We have solutions below:
Minister of Agriculture, Land Reform and Rural Development:
Thoko Didiza should use a GWM Steed 5 - R159 900
Forget about a double-cab bakkie for any government official who busies themselves with agriculture. Farmers use single-cab bakkies. Period.
And when you need something that can carry a load of feed or produce and is cheap, there is no better alternative than GWM’s Steed 5 single-cab. Sure, the Steed 5 single-cab doesn’t have airbags, but then again, it doesn’t go very fast either.
Minister of Defence and Military Veterans:
Nosiviwe Mapisa-Nqakula Mahindra Bolero single-cab 4x4 - R218 999
Another cabinet portfolio which requires a rugged vehicle, suited to off-road abuse. Military readiness exercises happen in some of South Africa’s most testing environments. To ensure Minister Mapisa-Nqakula can attend all of these, she’s going to need something with credible off-road ability and decent range too.

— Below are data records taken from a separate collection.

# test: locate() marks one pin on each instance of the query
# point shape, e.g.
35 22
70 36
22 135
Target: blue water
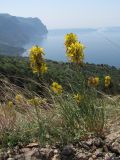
102 47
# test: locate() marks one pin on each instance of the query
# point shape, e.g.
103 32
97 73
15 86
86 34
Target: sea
102 46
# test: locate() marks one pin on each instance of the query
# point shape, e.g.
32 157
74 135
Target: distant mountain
17 31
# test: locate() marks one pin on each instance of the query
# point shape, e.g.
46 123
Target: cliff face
17 31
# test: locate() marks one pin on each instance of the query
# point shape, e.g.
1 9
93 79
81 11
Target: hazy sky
66 13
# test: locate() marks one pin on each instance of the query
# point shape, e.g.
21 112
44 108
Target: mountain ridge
17 31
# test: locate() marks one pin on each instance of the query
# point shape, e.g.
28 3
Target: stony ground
96 148
91 149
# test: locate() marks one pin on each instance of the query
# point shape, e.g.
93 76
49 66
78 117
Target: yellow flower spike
77 97
93 81
75 52
56 88
37 61
69 39
10 104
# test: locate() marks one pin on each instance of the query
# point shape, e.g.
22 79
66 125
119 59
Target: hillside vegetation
55 104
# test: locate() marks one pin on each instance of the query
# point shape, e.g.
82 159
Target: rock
20 157
32 145
68 150
81 156
90 159
56 157
115 147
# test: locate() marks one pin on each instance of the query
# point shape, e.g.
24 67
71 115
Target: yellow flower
10 104
57 88
69 39
93 81
37 61
75 52
77 97
37 101
107 81
18 97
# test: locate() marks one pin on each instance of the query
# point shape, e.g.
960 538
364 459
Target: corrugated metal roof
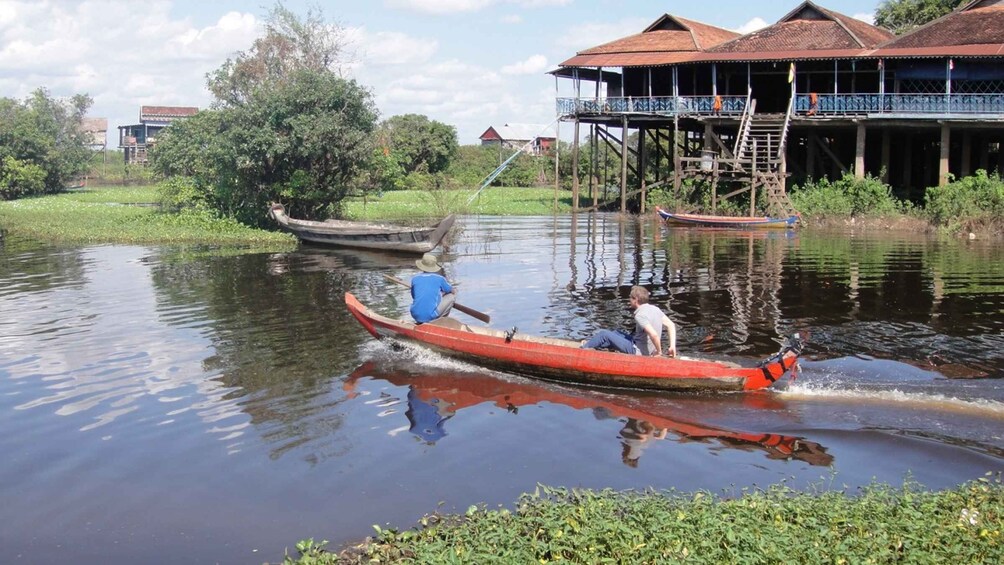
147 112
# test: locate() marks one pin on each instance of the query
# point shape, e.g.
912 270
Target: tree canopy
42 145
285 126
417 144
901 16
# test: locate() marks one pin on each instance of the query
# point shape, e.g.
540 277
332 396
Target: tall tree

In the Northern Cape, at Lohatla, South Africa has one of the world’s largest functional land warfare training areas, at 158 000 hectares. No good running out of fuel whilst driving around there. Best bet?
Mahindra’s Bolero single-cab 4x4, with claimed 9.5l/100km consumption and a 56-litre diesel capacity, it should have sufficient range. No airbags, but then again: you don’t hear SANDF soldiers complaining about a lack of airbags in their armoured vehicles, now do you?
Minister of Environment, Forestry and Fisheries:
Barbara Creecy Ford Ranger 2.2 TDCi Single Cab XL 6AT 4x2 HR - R358 500
You can’t have the fisheries portfolio as part of your ministerial responsibility and not be able to tow a boat up a treacherous slipway with your ministerial vehicle.
Minister Creecy therefore requires something that might not have all-wheel drive, but certainly has a lockable rear axle and automatic transmission, to ensure a slipway boat-and-trailer disaster is averted.
Our recommendation? Ford’s XL-specification Ranger 2.2 single-cab. With 385Nm, a six-speed automatic transmission and a rear differential lock, this is great tax-payer value.
Minister of Finance:
Tito Mboweni Toyota Corolla Quest - R222 900
The man who has by far the most pressurised portfolio of all. Minister Mboweni must set the example for others to follow. He can also never be late, because any deviation from his schedule could spook the markets, and tumble the Rand exchange rate.
Something utterly reliable. That’s cheap to run. Nothing quite fits that equation like Toyota South Africa’s Corolla Quest. The tenth–generation Corolla is dependability personified with its naturally-aspirated 1.6-litre petrol engine and relatively mild, proven, electronics.
Minister of Human Settlements, Water and Sanitation:
Lindiwe Sisulu Mahindra Thar R232 999
A portfolio where travel to some of South Africa’s most rural locations is inevitable. As such, Minister Sisulu requires a capable off-road vehicle, that won’t go way over budget.
Non-negotiable features are low-range gearing and a diff-lock. And some decent water fording ability too. What is South Africa’s cheapest off-roader with real terrain conquering ability?
Mahindra’s Jeep Wrangler lookalike, the Thar. Robust, if crudely unsophisticated, it has a mechanically locking rear differential and can wade through 500mm deep water. Cheap to run, too, with 16-inch tyres.